Giving days are an appealing supplement to traditional giving campaigns. Their compactness and immediacy makes them satisfying both for our alumni and for those of us who organize them.
But investing all that time and energy into one day can feel like a huge gamble. That's why we talked to folks at Holy Cross about how they exceeded their participation goal by 50% in their most recent giving day campaign.
Holy Cross Associate Director of Advancement Communications Amy Kotsopoulos and Associate Director of College Marketing, Communications, and Web Communications Christian R. Santillo recently presented on their offices' work at the Higher Ed Web Conference. We asked them to discuss Holy Cross's "I Love Holy Cross" giving day.
To start, could you summarize the “I Love Holy Cross” campaign for us? How did it start, and what were your goals?
Giving challenges are not new to Holy Cross. Over the last decade, our advancement office had completed a number of successful efforts with the main goal of increasing alumni participation. Thanks to these efforts, Holy Cross has consistently ranked in the top 10 nationally for alumni participation (50%)—a point of pride for the College, and a good gauge of overall alumni satisfaction.
Although our goal has been consistent, our approach has evolved considerably. The earlier challenges took place over longer periods of time using mail, the alumni magazine, and emails. As technology improved and social media became powerful tool in the fundraising arsenal, efforts that typically took months to complete could now be done within hours.
“I Love Holy Cross” is the most recent challenge completed. Even its theme was borrowed from a previous effort that we knew resonated well with our alumni. So instead of reinventing the wheel, we revived, renewed, and refreshed something that had already proved to be successful.
What preparations did you Make to make the campaign successful? How did other offices collaborate with you?
We wanted our decisions to be data-driven. We looked at performance and engagement data both from previous campaigns and from our overall communications with alumni. A few examples:
Over the course of the last few years, we knew that our email open rates with alumni was strong (32%) compared to industry averages, allowing us to rely on email to engage alumni throughout the day as well as days leading up February 14.
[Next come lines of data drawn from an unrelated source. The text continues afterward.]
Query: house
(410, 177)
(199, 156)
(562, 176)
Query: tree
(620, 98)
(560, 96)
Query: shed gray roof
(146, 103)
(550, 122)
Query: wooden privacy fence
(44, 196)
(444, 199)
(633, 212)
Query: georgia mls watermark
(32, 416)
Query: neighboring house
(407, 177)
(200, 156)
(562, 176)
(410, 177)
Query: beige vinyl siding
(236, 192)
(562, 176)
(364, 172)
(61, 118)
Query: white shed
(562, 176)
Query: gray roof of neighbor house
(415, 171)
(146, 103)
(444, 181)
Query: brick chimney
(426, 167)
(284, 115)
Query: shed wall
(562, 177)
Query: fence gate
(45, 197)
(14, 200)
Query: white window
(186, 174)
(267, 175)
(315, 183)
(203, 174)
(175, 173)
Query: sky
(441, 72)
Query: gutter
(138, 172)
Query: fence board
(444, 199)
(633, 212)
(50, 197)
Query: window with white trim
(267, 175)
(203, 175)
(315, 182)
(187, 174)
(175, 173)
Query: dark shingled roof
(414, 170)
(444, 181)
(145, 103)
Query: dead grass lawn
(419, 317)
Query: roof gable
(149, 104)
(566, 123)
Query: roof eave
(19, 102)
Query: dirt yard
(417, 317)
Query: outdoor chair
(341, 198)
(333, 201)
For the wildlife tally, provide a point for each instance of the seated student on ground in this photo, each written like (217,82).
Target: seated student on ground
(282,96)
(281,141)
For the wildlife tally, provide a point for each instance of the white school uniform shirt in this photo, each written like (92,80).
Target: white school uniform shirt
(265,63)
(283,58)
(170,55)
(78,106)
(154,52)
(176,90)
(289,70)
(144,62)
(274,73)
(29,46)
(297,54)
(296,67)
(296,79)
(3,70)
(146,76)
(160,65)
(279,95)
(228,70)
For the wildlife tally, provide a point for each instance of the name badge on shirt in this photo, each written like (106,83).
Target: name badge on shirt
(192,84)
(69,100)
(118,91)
With this being a day-of-giving, social media would be an important component of the day, especially Facebook. However, looking at Facebook’s recent algorithm changes, we saw that reach dropped precipitously on days when posting multiple times per day. Armed with this data, we made the strategic decision to only post once on Facebook during the entire day (at launch) and use paid boosts, commenting, and targeting advertising on Facebook throughout the day. Ultimately, this yielded a reach of nearly 60,000 vs. our average of 6,000.
Identify your project team. For us, our team was assembled and led by our Director of Advancement Communications and included members of the Development, Alumni Relations, Marketing and Communications, and Athletics teams. Ensuring you have the right stakeholders and producers / topic-experts at the table from the beginning in key. But it’s also a balance, too many people can dilute a creative or strategic conversation. This project team was also our “day-of” team. Scheduling a conference room for the entire day, we agreed to meet at regular check-in points throughout day to assess our status and make any changes to our communications plan or strategy as needed.
Creating a comprehensive communications plan is also absolutely vital. It doesn’t have to be fancy. We created a Google Sheet which included information such as medium (social, email, etc.) date, time, who was posting, from what account, what art, what content, URL, etc. This document was then shared with all who were responsible for communicating on that day, ensuring our plan was being followed.
What were the outcomes of the campaign? What worked and what didn’t?
We set a challenge goal of 4,000 donors, something that we felt confident we could achieve based on previous years’ data. We exceeded our goal by over 2,000 donors! Much of our day-of communications effort was focused on social media. We took advantage of paid ads and boosted posts and leveraged the reach of the college’s main platforms. We did underutilize email updates. After reviewing the data, it was clear that the emails did help sustain the donor momentum, and we will send more emails during the next challenge.
The challenge did help in our efforts to get more donors to donate earlier in the fiscal year, which allowed gave us more breathing room with our end of fiscal giving effort. It also provides an opportunity to engage with our already donors. However the number of new donors we yielded was small.
It is very important for institutions thinking about doing a challenge to set its goal early on, know investment costs upfront and then determine if the ROI is worth it. For Holy Cross, maintaining its participation ranking is worth it, so we will be doing this all over again in January.
What advice would you offer to schools contemplating their own campaign similar to I Love Holy Cross?
Plan, plan, plan, and plan again! Do a deep dive into your historical and current data and make decisions based on that. Leverage in-house resources as much as possible. Be creative. And most of all, have fun!